The dumb collapsed on November 9, 1989 when thousands of Berliners rushed to the Wall checkpoints. The Wall which had kept the two part of Berlin apart for 28 year, 4 months, and 9 days fell. A unified Germany emerged on the map of the world and shortly took the leading role in the European security affairs…


Recently, on the eve of the 20th anniversary of the demise of the Berlin Wall, the German Chancellor addressed for the first time since 1957 both chambers of the US Congress. A. Merkel expressed gratitude to J. Kennedy for his famous saying that he was a Berliner, to R. Reagan who demanded that Gorbachev bring down the Wall, and to G. Bush (elder) who – against the will of France, Great Britain, Italy, and the USSR – greenlighted H. Kohl’s unification plan. But the picture she painted was not exactly correct. No doubt, A. Merkel has serious reasons to thank the US. The truth is that R. Reagan’s demand was a highlight of his acting career rather than served as political guidance for Gorbachev. G. Bush’s role was different. He made numerous attempts to find out during the talks with his Soviet counterpart what stance Moscow would adopt in the case of German unification. Would the forces of the Soviet Western Group stay in barracks or try to be the Rhine dumb? Eventually he realized that no serious opposition from Gorbachev was to be expected.

In June, 1990 Gorbachev told G. Bush openly that he would agree to recognize the NATO membership of the unified Germany in case “such would be the will of the German people”. Feeling more than just surprised G. Bush even asked Gorbachev to repeat what he had just said.

Obviously A. Merkel’s statement that Bush “greenlighted” Kohl’s plan does not reflect the reality quite adequately. The situation is even more peculiar with the positions of Great Britain and France.
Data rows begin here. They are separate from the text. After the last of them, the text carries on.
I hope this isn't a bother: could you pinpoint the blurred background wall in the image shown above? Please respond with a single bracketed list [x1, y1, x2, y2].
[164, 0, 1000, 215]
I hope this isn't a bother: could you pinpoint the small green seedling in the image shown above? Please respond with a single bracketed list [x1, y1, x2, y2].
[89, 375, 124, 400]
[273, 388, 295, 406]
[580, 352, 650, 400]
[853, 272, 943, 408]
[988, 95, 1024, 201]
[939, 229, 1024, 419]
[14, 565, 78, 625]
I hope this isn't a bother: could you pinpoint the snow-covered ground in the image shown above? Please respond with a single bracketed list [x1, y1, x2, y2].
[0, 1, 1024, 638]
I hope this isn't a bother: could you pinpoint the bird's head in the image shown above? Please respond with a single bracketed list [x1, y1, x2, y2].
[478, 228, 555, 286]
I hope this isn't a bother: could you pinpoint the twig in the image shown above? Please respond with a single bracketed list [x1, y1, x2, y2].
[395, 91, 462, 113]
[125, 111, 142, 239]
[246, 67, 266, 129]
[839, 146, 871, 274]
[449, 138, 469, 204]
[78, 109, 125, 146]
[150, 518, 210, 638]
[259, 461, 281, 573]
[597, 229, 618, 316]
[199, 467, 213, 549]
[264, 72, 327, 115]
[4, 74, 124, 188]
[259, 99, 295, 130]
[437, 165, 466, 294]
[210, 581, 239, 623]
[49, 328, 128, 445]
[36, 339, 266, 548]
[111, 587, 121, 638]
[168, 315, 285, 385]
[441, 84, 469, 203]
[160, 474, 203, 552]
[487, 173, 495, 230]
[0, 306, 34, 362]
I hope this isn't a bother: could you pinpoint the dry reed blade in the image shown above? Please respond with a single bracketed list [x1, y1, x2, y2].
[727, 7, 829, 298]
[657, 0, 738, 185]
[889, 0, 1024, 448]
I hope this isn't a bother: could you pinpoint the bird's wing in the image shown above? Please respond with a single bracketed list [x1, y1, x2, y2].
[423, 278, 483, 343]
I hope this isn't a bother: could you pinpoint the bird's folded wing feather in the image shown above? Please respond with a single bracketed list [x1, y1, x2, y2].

British Prime Minister M. Thatcher told Gorbachev that the German unification would not be in the interests of Great Britain and Western Europe as a whole, and suggested abandoning the idea altogether. She opined that no overhaul of post-war borders in Europe was needed as destabilization would follow, security would be jeopardized, and all these things could not be allowed to happen. French President F. Mitterrand said a new united Germany would present an even greater threat than it did under Hitler. He believed the German unification would revitalize “bad” Germans who used to dominate Europe and would cause Europe to revert to the situation which existed before World War I…

These are the matters of the past. Currently the united Germany is a recognized European leader with great economic potential, political clout, and international prestige. Berlin largely defines the future of Europe.

Still, there is a particularly important lesson to be learned from the past two decades. The demise of the Berlin Wall failed to lay solid foundations for the pan-European security. Hopes of millions of Europeans to see a better world order have not come true. The wars and conflicts in Abkhazia, Afghanistan, Bosnia, Iraq, Kosovo, Macedonia, Karabakh, former Yugoslavia, and South Ossetia showed that in the world without the stability sustained by the bipolar system there is no traditional respect for sovereignty, territorial integrity, and independence of countries. Without the basic principles, force has become the main argument in international relations.

Lines from Goethe come to mind: «Geld verloren – nichts verloren, Ehre verloren – viele verloren, Mut verloren – alles verloren, da waerst du besser nicht geboren» (When money is lost, nothing is lost. When honor is lost, everything is lost). It would be great if on November 9 the leaders of Europe and Russia find the political courage to not only admire the fruits of freedom on the ruins of the Berlin Wall, but also to make a real step towards ensuring their efficient protection in the future.